Selain berfoto, wisatawan dapat melihat aktivitas petani secara langsung. Pada waktu tertentu, pengunjung akan bertemu warga yang sedang menanam, merawat, atau mengolah hasil pertanian di ladang.
Masyarakat setempat dikenal ramah kepada pengunjung yang datang. Wisatawan dapat berkomunikasi dengan petani selama tidak mengganggu pekerjaan, tidak memasuki lahan tanpa izin, dan tetap menjaga sikap selama berada di lingkungan desa.
Suasana di kaki Gunung Sumbing juga memberikan ketenangan bagi wisatawan. Udara sejuk, desiran angin, dan hamparan tanaman hijau menjadikan Glapansari cocok dikunjungi untuk menikmati suasana alam jauh dari keramaian.
Tidak Ada Tiket Masuk, tetapi Wajib Menjaga Etika
Pengunjung tidak dikenai tiket masuk untuk menikmati panorama Glapansari. Kondisi ini terjadi karena kawasan tersebut belum sepenuhnya dikembangkan sebagai tempat wisata resmi berbayar.
Tidak adanya tiket masuk bukan berarti wisatawan dapat bertindak bebas. Pengunjung harus memahami bahwa jalan dan titik pandang yang digunakan berada di lingkungan desa serta berdekatan dengan lahan pertanian produktif milik warga.
Wisatawan wajib menjaga kebersihan, membawa kembali sampah, dan tidak merusak tanaman maupun fasilitas desa. Pengunjung juga tidak diperbolehkan memetik hasil pertanian atau memasuki kebun tanpa izin pemilik.
Sikap sopan perlu dikedepankan selama berada di Glapansari. Prinsip “di mana bumi dipijak, di situ langit dijunjung” menjadi pedoman penting karena aktivitas wisata berlangsung di tengah kehidupan masyarakat setempat.
Pengunjung juga disarankan membawa makanan dan minuman dari kawasan bawah. Warung di sekitar bagian atas desa belum banyak sehingga bekal pribadi dapat membantu selama perjalanan.
Kondisi jalan menjadi hal penting yang harus diperhatikan sebelum berkunjung ke Glapansari. Jalur menuju titik pandang terbaik memiliki tanjakan, jalan sempit, serta sejumlah bagian yang masih berupa bebatuan dan beton lama.
Beberapa ruas jalan juga berlubang dan belum dilengkapi pembatas pada sisi yang berdekatan dengan jurang atau tebing.

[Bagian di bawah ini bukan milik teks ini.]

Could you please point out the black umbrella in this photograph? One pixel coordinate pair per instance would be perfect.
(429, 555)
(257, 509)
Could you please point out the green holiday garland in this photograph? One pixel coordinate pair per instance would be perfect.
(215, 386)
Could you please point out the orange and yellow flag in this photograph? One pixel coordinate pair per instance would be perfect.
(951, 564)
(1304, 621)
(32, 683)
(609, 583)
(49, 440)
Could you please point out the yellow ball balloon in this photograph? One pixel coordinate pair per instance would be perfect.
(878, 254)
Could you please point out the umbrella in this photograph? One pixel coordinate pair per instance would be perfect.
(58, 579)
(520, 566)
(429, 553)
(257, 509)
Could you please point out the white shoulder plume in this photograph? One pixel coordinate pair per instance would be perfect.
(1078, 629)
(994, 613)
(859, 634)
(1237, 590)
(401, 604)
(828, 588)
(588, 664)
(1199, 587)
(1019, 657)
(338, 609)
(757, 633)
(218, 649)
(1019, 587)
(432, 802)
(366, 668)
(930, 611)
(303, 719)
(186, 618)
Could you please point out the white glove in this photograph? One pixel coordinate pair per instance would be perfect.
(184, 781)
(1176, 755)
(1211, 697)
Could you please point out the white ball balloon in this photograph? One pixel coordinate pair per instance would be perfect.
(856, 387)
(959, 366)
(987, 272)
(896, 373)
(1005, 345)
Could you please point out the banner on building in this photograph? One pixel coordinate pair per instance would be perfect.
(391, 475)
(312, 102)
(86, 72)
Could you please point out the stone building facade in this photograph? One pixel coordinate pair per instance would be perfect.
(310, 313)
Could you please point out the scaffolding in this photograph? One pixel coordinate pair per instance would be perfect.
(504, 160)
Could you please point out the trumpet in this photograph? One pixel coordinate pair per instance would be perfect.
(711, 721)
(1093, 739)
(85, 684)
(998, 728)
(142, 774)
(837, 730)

Karena itu, pengendara harus ekstra hati-hati, terutama ketika berpapasan dengan kendaraan lain.
“Sudah jalurnya ekstrem, jalanan menuju sana juga didominasi bebatuan,” demikian catatan pengalaman warga yang beberapa kali berkunjung ke Glapansari.
Sepeda motor yang digunakan sebaiknya dalam kondisi prima dan mampu melewati tanjakan. Pengunjung perlu memastikan rem, ban, mesin, dan bahan bakar berada dalam kondisi baik sebelum melanjutkan perjalanan ke kawasan atas.
Wisatawan yang belum terbiasa melewati jalur menanjak dan sempit sebaiknya tidak memaksakan diri. Pengunjung masih dapat menikmati suasana Desa Glapansari dari lokasi yang lebih aman tanpa harus mencapai titik paling tinggi.
Perjalanan juga sebaiknya dilakukan saat cuaca cerah dan pada siang hari. Hujan dapat membuat jalan licin, mengurangi jarak pandang, dan meningkatkan risiko saat melewati jalur di dekat tebing.
Glapansari menawarkan alternatif wisata alam bagi masyarakat yang ingin melihat panorama Sindoro-Sumbing dari sudut berbeda. Keindahan alamnya dapat dinikmati tanpa tiket masuk, tetapi keselamatan, etika berkunjung, dan penghormatan terhadap kehidupan warga harus tetap menjadi prioritas utama.